Emaar Properties saw strong demand for a $ 500 million seven-year sukuk, priced yesterday, arranging banks said, in the latest sign that investor confidence in Dubai is returning as state-owned firms repay their debts.
Orders worth $ 4.65 billion were placed for the sukuk from 185 individual investors, according to statistics provided by the lead banks.
While problems remain at some state-linked enterprises, most notably at Dubai Group, a unit of Dubai Holding, Dubai has been successfully rebuilding its reputation among international investors since shocking global markets in November 2009 with a request to restructure $25 billion of debt at Dubai World.

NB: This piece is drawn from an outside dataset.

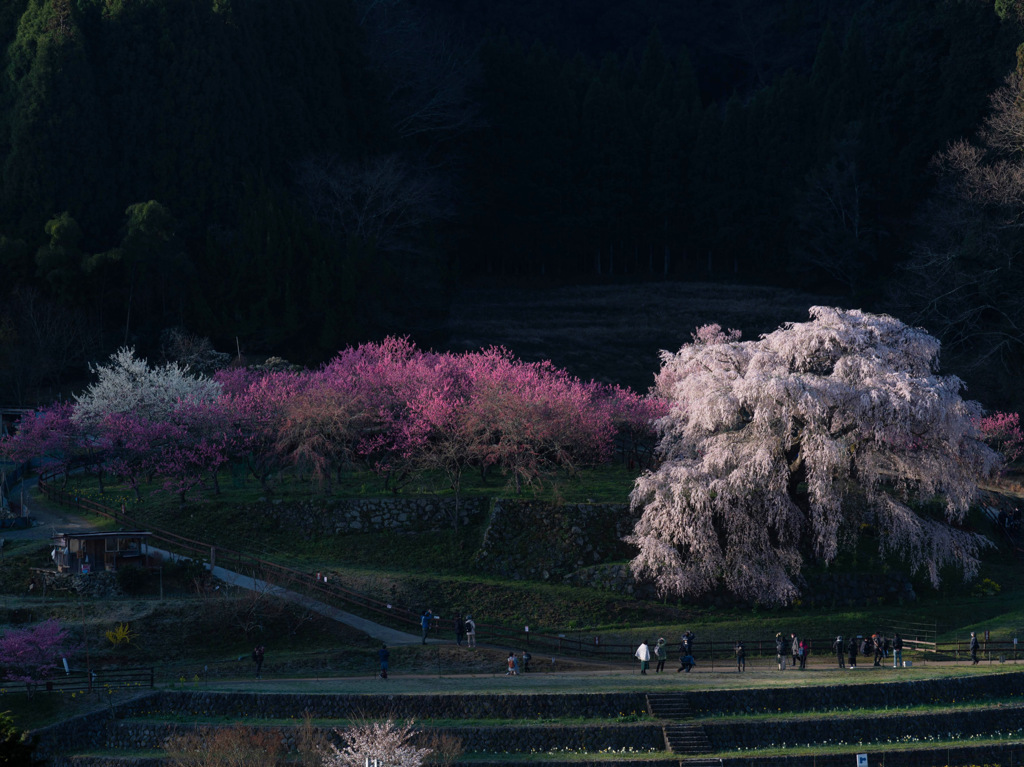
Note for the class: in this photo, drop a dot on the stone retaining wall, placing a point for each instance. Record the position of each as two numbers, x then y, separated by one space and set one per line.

“It appears now that the risk that was earlier associated with Dubai names are coming down and confidence is returning to the market after the state-owned companies repaid their obligations,” said Sajeer Babu, a senior investment analyst at National Bank of Abu Dhabi.

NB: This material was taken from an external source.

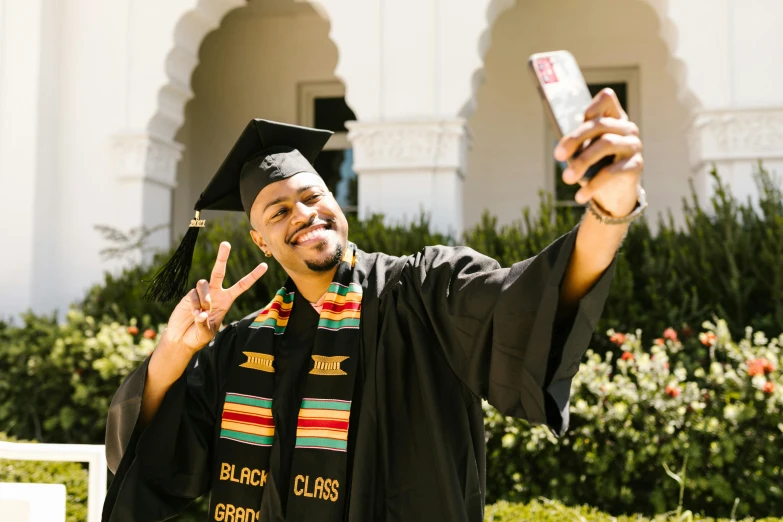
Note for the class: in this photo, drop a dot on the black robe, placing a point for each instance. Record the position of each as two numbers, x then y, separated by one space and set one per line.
440 330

“It is evident that Dubai companies are being opportunistic now since cost of funding has come down.”
Emaar, the builder of the world’s tallest tower, the Burj Khalifa, also benefited from tightening spreads and strong global demand for sukuk, which has seen a number of issuers complete sharia-compliant bond sales in recent months including a record-breaking deal from Qatar the previous day.
Yields on Emaar’s existing $500 million sukuk, issued early in 2011 at 8.5 percent and maturing in 2016 have tightened since the borrower announced its intention to issue a new bond.

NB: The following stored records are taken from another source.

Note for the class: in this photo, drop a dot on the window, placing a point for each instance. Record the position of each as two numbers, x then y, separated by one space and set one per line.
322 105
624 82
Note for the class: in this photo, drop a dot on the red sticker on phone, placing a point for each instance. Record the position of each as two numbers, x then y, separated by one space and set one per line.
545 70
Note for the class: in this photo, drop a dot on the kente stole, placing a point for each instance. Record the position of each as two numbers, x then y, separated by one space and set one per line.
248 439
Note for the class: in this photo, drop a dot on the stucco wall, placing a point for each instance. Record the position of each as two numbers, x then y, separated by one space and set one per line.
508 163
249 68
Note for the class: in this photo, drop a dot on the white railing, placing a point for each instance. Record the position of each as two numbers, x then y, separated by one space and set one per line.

The outstanding sukuk was bid at 109.5 cents on the dollar on Thursday morning, to yield about 5.8 percent, tightening from about 6.1 percent on Tuesday, according to Thomson Reuters data.
Thursday’s $500 million seven-year sukuk priced at par and carried a profit rate of 6.4 percent, a document from lead banks said. The profit rate was equivalent to 519.3 basis points over midswaps.
Investors in the Middle East and Europe received 48 percent and 38 percent respectively, with Asian accounts taking 13 percent and US investors based offshore the remaining 1 percent, a separate document from leads said.
Asset managers and banks were allocated 47 percent and 40 percent of the sukuk respectively, with private banks picking up 7 percent and other investors 6 percent.
Abu Dhabi Islamic Bank, Standard Chartered, HSBC Holdings, Abu Dhabi’s Al-Hilal Bank, Qatar’s Barwa Bank, Emirates NBD, Dubai Islamic and Noor Islamic Bank were mandated on the deal.
Shares in Emaar, which is 32-percent owned by the Dubai government, closed 2 percent higher yesterday ahead of the sukuk’s pricing, taking year-to-date gains to 18.3 percent.